The first thing you absolutely need to learn to do the deadlift is how to “hollow” the back, or as I prefer to call it, “lock” the back. This technique keeps the back tight and straight during the deadlift, which is imperative to do because otherwise you can risk pretty severe back injury.

Stand with your feet shoulder width apart, then exaggeratedly “Stand at attention”—imagine your body lengthening and straightening like a soldier in an old cartoon (laugh if you must, this metaphor helped me visualize the proper position). Feel your chest puff out and your lower back tense. This back tightness is the feeling you want to maintain throughout the deadlift.

Alternatively, you can bend to grasp the bar in your hands and then lock the back. The above is what works for me, but if you want to do it the other way, that’s fine.

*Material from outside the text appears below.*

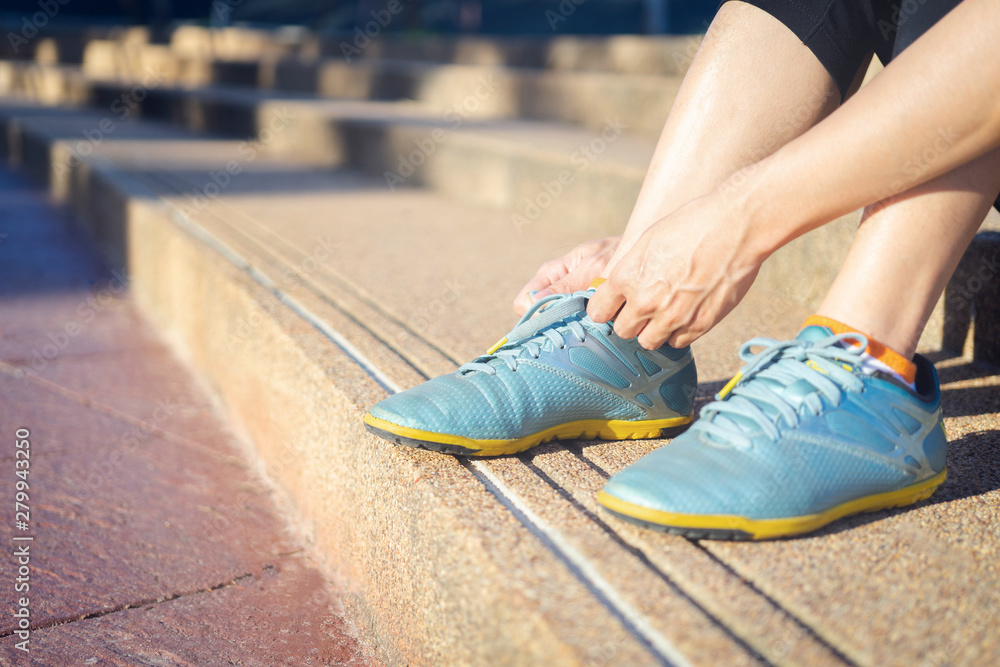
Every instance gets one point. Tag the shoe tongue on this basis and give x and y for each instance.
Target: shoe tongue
(814, 333)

Once you have familiarized yourself with that feeling, you can do the deadlift—and for the sake of your back it is imperative you master this body position before you even try to lift. Place the bar on the floor and load it with whatever weights you need. Roll the bar to your shins.

Then lock the back, keep the head and neck tight and looking forward—this helps with proper spinal alignment. While maintaining this locked position, keep your arms straight and begin bending at the knees to the bar. Do what feels natural and bend until your hands can grip the bar. Do not bend at the back or move your shoulders.

From here, you can grasp the bar with both palms facing towards you, or do alternating grips. I find that both palms towards the lifter works the forearms better but again, whatever is comfortable for you.

Now you can begin lifting;  maintain the total body tightness and lift with your legs. You should feel as if you are pushing through the floor, which is why I recommend that you do this barefoot if your gym will allow you to do so. Push from the floor and the weight should begin to move. Continue pushing until your legs are straight . The bar should be about at your knees.

Then, clench the buttocks and straighten out at the back and hips, making sure to keep them both tight and straight. The bar should finish at about your hip level.

To release the weight, do not drop the weights like an asshole. Instead, just do a reversal of the lifting motion. Lock the back and bend at the waist until the bar reaches your knees. Then bend at the knees until the bar touches the ground.

Any more advice?

Form is imperative! If you feel any pain in doing this exercise, whether it be in your back or your hips, stop immediately, lower the weight, and work on your form. I give this advice especially for the deadlift, as improper form can lead to slipped discs and broken backs. Bridging can only protect you so much.

And with that, the big four lifts are yours. Enjoy being stronger than most in your gym.